‘Come with me by yourselves to a quiet place and get some rest.’ Mark 6:31

When I was a little kid, we went on holiday to North Wales. My Dad was trying to decide if the tide was coming in or out so he’d know if it was safe for us to play on the beach. This was the first time I heard of the sea coming in and going out. I wandered down to where the sea was lapping onto the sand. I stood looking for a moment and wondered about the idea of the tide coming in and going out.

It seemed a really slow and inefficient way for water to rise and recede – all these little waves going back and forth all day. If the water was coming in, why didn’t it just rush in? And when it was going out, why didn’t it just go out in one move. Why all these little waves falling and rising all day.

As I got older I realised that nature is seldom in a rush. The Earth has a rhythm and like our own breath it rises and falls to perfect timing.

The more I understood this rhythm the more peace I found within myself. Rather than thrashing around trying to speed certain seasons up, if we learn to walk to the rhythm of life and creation, we will tap into God’s own rhythm.

Lots of Jesus’ followers are busy ‘going’ – on missions, on trips, doing outreaches – the activity never seems to pause even for a moment. 

But that is not the way of Jesus.

Jesus had a definite rhythm of coming and going.

His own ministry began not with preaching, healing, or deliverance. It began by withdrawing into the wilderness. This withdrawing was led by the Holy Spirit.

Many people seem to rush off to some mission to serve God without withdrawing first. Many times such haste leads to personal exhaustion and collapse.

Jesus told his disciples to come aside for a while.

‘Come with me by yourselves to a quiet place and get some rest.’ Mark 6:31

All the great characters in the Bible seem to follow this pattern – Old Testament prophets, King David, Jesus and St Paul – withdrawal, encounter, vocation.


Jesus went out into the wilderness for an extended period. It may or may not have been 40 days. The number 40 in the scriptures indicates a prolonged period of test or trial. Noah’s 40-day flood, Moses’ 40 years of wilderness wanderings, Jesus’ 40 days in the desert, all indicate a prolonged period of trial. That’s what the number 40 means when you come across it in the Bible.

The withdrawal into solitude refines us by forcing us to engage on the inner journey. Most people avoid the inner journey because before we meet with God, we often have to face our own demons. I’m not talking about evil spirits but our own demons – things that scare us yet so often control us - hurts and habits of the past.

The monastic life is all about being still and silent, and letting those uncomfortable feelings come up. We don’t need to respond to them but ask God to lead us through them so that we can overcome them.

Somewhere in the silence, maybe after several sessions over many days or weeks, the next stage emerges – encounter.

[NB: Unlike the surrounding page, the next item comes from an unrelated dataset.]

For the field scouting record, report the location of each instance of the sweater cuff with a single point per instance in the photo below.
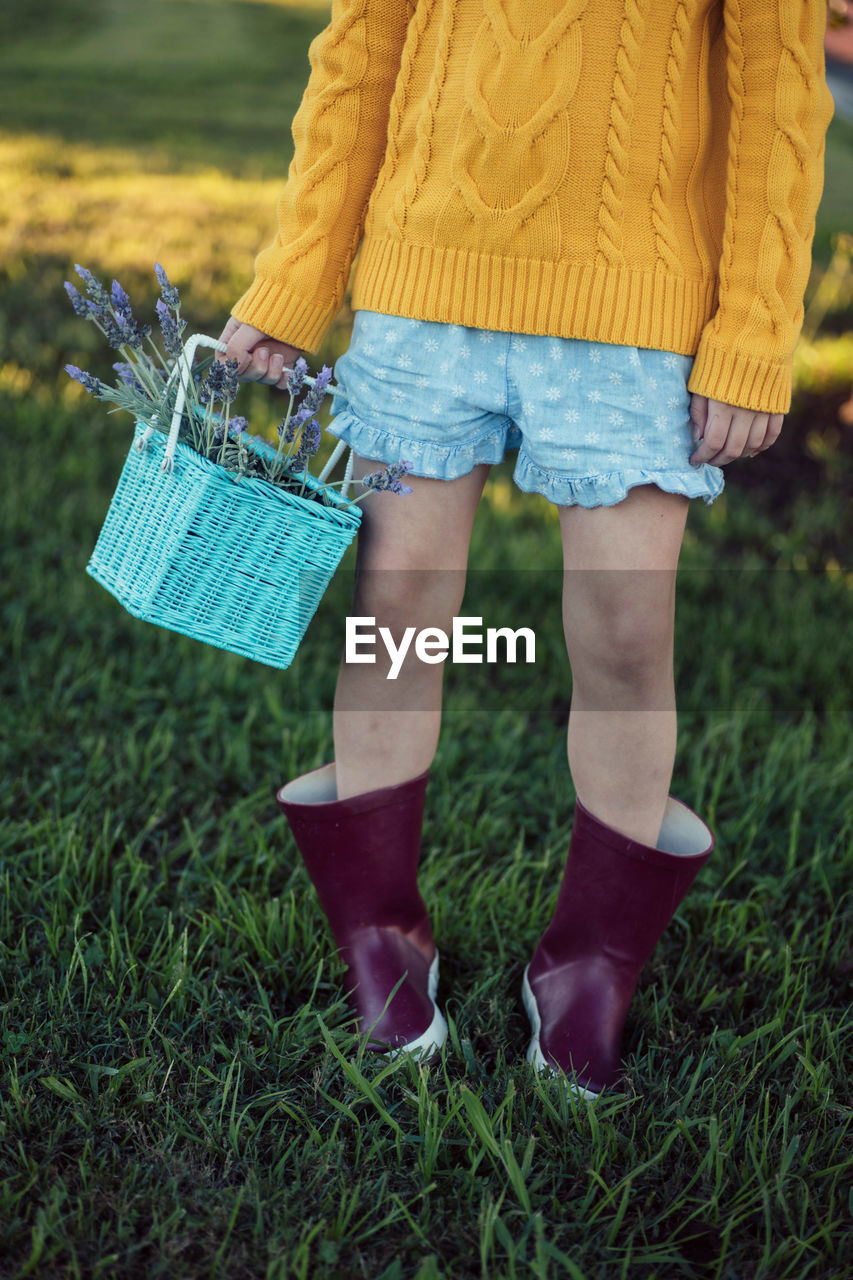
(744, 380)
(286, 316)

Something happens. A word or vision emerges. Something profound happens so we feel God has spoken to our inmost being. The thoughts or words are so not of us, it is clear they are ‘other’ or from God. 

As we rest in the encounter with God we begin to reflect on the meaning of this encounter. This, in turn, leads us to vocation or mission.


Some sort of ‘call’ to a vocation, a new season, or some sort of ‘mission’ now emerges. We begin to reflect and test this new season of life in the Spirit. We will make missteps along the way but the Spirit brings us back to the encounter and what we heard there. And so the mission or new season is refined and retuned.

‘Coming aside’ with Jesus often leads to our ‘going out’. If our going out began by withdrawal then our going out will be all the more fruitful.

After withdrawing to be alone, Jesus called the 12. He calls them aside to be with him then he sends them out. Then they return to him again - coming and going.

Then he repeats this with the 72. Coming and going.

All through the gospels you will notice Jesus and his followers withdrawing and then going out. It’s a constant rhythm just like the ocean.

As we tune into the rhythm of God’s creation, we will notice that each day has its own rhythm signaled by night and day, each week has its own rhythm signaled by work and rest, each month has its own rhythm signaled by the waxing and waning of the moon, each year has its own rhythm signaled by the four seasons.

We are all busy with many things. We live in an ‘always on’ 24/7 type of world. But if we are true spiritual seekers we must heed the call of Jesus.

‘Come with me by yourselves to a quiet place and get some rest.’ Mark 6:31

This call is not really a call to action, it’s a call to inaction - to be still and silent for a while, to rest and recharge.

In what ways could you respond to this call of Jesus?